New adviser wants ‘positive mojo’
Will refocus, rethink information delivery, Scaramucci says
WASHINGTON — President Donald Trump’s new communications adviser says it’s time to hit the “reset button.”
Appearing on Fox News Sunday, Wall Street financier Anthony Scaramucci pledged to begin “an era of a new good feeling” and said he hopes to “create a more positive mojo.” He also promised to crack down on information leaks and pledged to better focus the message coming from the White House.
To that end, Scaramucci suggested changes to come, noting: “I have in my pocket a radio studio, a television studio, and a movie studio. The entire world has changed; we need to rethink the way we’re delivering our information.”
Trump announced Friday that Scaramucci — a polished television commentator and Harvard Law graduate — would take over the administration’s top messaging job. The appointment came as the president contends with sinking approval ratings and struggles to advance his legislative agenda. The president has also been frustrated with the attention devoted to investigations of allegations of his election campaign’s connections to Russia.

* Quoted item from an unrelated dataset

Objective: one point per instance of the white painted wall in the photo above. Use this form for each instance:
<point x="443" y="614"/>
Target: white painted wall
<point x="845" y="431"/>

White House Press Secretary Sean Spicer abruptly resigned in protest over Scaramucci’s appointment. He will be replaced by his former deputy Sarah Huckabee Sanders.
The challenges for Scaramucci’s new role were evident in a series of interviews, where he discussed his plans for press strategy, but was beset by questions about the Russia investigation and the president’s Twitter feed.
The president frequently opts to directly speak to the public via Twitter. Scaramucci stressed on Fox that he would “let the president be the president,” adding that he wants to “help aid and abet his agenda.”
On the Russia stories, Scaramucci said on Fox that a “two-pronged approach” was needed, saying that “in some ways we want to de-escalate things and have there be a level of diplomacy. In other ways, we want it to be very hard-hitting and warlike.”
Asked about the president’s tweets about the investigation on CBS’ Face the Nation, Scaramucci said “if he thinks it’s helpful to him, let him do it.”
He also said on CNN’s State of the Union that “we’re going to defend him very, very aggressively when there’s nonsensical stuff being said about him. And he will probably dial back some of those tweets.”
Scaramucci also said on CNN that an unnamed person told him that “if the Russians actually hacked this situation and spilled out those e-mails, you would have never seen it.”
He then said he was quoting the president, adding that “he basically said to me, hey, you know, this is — maybe they did it. Maybe they didn’t do it.”
U.S. intelligence agencies have accused the Russian government of meddling through hacking in last year’s election to benefit Trump and harm Clinton, and authorities are exploring potential coordination between Moscow and the Trump campaign.
On CNN, Scaramucci called Sanders “phenomenal” and also said he “loved the hair and makeup person that we had on Friday. So, I would like to continue to use the hair and makeup person.”
He later took to Twitter to stress that he was referring to his own hair and makeup, adding “I need all the help I can get! #humor”
On Saturday, Scaramucci said he was deleting old tweets. Some of the tweets were at odds with Trump’s views, including one that praised Hillary Clinton’s competence. Trump defeated Clinton for president last year and continues to criticize her, including in several tweets Saturday.
Scaramucci said on Fox that the old tweets were “a total distraction.” He added: “When I made the decision to take this job, my politics and my political ideas do not matter at all. What matters is that I am supporting — subordinating all of that to the president’s agenda.”
Among the missives that disappeared Saturday were a post referring to Trump’s campaign as a “spectacle,” another in 2012 imploring Democrat Hillary Clinton to run for president and a tweet calling Trump ally Newt Gingrich, the former House speaker, an “odd guy.”
Also deleted was a post saying he found the number of people who still believe climate change is a hoax “disheartening,” as well as a tweet arguing “walls don’t work” as immigration tools.
Scaramucci, 53, also deleted a tweet voicing support for “strong gun control laws” that had drawn the ire of a spokesman for the National Rifle Association, which offered the president a key endorsement during the campaign.
Conservative commentator Dana Loesch, in a post that has been deleted, said she found it “concerning” that Scaramucci “has a contrary position” on Second Amendment rights from the president. “You’re talking about someone responsible for presenting President’s message to public,” she said in a second post that remains on the social media network.
Scaramucci said on Fox on Sunday that he’s “pro-Second Amendment” and that his father was a hunter. “What I was worried about in 2012, in urban centers, if you don’t have a little level of gun control, it could lead to more violence,” he said.